• The thermal energy is $E_{th}$.
• The time is t.
• The vertical scale is set by $E_{th,s}=40.0 \mathrm{mJ}$.
• The horizontal scale is set by $t_s=5.00 \mathrm{s}$.

In this problem, using the information from the given graph in the formula for the thermal energy, we can find the corresponding powers for resistance 1 and 2. By applying energy conservation, we can find the power of the battery.

Formulae:

The thermal energy transferred in the system is,

$E_{th}=Pt$                                                                                                                      … (i)

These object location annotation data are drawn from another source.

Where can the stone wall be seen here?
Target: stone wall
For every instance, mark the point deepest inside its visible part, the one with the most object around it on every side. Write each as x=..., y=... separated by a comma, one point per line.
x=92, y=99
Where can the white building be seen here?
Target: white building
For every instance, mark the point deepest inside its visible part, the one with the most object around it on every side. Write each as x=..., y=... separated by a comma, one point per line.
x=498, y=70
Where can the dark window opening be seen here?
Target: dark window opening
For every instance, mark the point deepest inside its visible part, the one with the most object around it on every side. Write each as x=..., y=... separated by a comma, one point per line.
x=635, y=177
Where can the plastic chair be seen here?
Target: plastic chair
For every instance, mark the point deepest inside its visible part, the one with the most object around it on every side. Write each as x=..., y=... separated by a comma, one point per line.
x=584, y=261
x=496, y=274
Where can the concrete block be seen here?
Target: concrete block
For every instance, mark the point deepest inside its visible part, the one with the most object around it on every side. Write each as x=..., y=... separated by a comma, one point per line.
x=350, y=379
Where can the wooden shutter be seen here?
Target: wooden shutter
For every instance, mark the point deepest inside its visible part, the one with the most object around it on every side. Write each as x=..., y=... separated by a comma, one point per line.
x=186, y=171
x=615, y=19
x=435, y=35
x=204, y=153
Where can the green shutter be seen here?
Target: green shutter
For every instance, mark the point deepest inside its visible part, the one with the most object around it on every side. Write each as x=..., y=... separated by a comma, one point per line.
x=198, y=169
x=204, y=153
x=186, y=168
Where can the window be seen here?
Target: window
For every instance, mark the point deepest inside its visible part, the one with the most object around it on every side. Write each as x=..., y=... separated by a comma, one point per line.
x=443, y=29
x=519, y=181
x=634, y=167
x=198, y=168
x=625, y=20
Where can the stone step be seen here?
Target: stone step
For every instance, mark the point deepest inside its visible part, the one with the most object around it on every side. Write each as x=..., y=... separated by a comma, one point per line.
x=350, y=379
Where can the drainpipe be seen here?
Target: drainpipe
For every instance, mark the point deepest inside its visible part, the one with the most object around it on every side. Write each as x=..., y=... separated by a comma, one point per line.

According to the conservation of energy, the power supplied by the battery is,

$P_{battery}=P_1+P_2$                                                                                                           … (ii) 

From equation (i), we can get the value of power as follows:

$P=\frac{E_{th}}{t}$                                                                                                                       … (iii)

Thus, from the given graph, we get

$$\begin{gathered} P=\frac{E_{th}}{t} \\ =\mathrm{slope} \mathrm{of} \mathrm{the} \mathrm{graph} \end{gathered}$$

From the given graph, for resistance 1, we get:

$$\begin{gathered} E_{th,s}=40.0 \mathrm{mJ} \\ t_s=5.00 \mathrm{s} \end{gathered}$$ 

Now, for resistance 1, the power value using the given data in equation (iii) can be calculated as follows:

$$\begin{gathered} P_1=\frac{40.0\mathrm{mJ}}{5.00\mathrm{s}}\left(\frac{1 \mathrm{mW}}{1\mathrm{mJ}/\mathrm{s}}\right) \\ =8.00 \mathrm{mW} \end{gathered}$$

From the given graph, for resistance 2, we get:

$$\begin{gathered} E_{th,s}=20.0 \mathrm{mJ} \\ t_s=5.00 \mathrm{s} \end{gathered}$$ 

Similarly, for resistance 2, the power value using the given data in equation (iii) can be calculated as follows:

$$\begin{gathered} P_2=\frac{20.0 \mathrm{mJ}}{5.00 \mathrm{s}}\left(\frac{1\mathrm{mW}}{1 \mathrm{mJ}/\mathrm{s}}\right) \\ =4.00 \mathrm{mW} \end{gathered}$$

According to the conservation of energy, the power supplied by the battery can be calculated using equation (ii) as follows: 

$$\begin{gathered} {\mathrm{P}}_{\mathrm{battery}}=8.00\mathrm{mW}+4.00\mathrm{mW} \\ =12\mathrm{mW} \end{gathered}$$

Hence, the value of the power of the battery is 12 mW.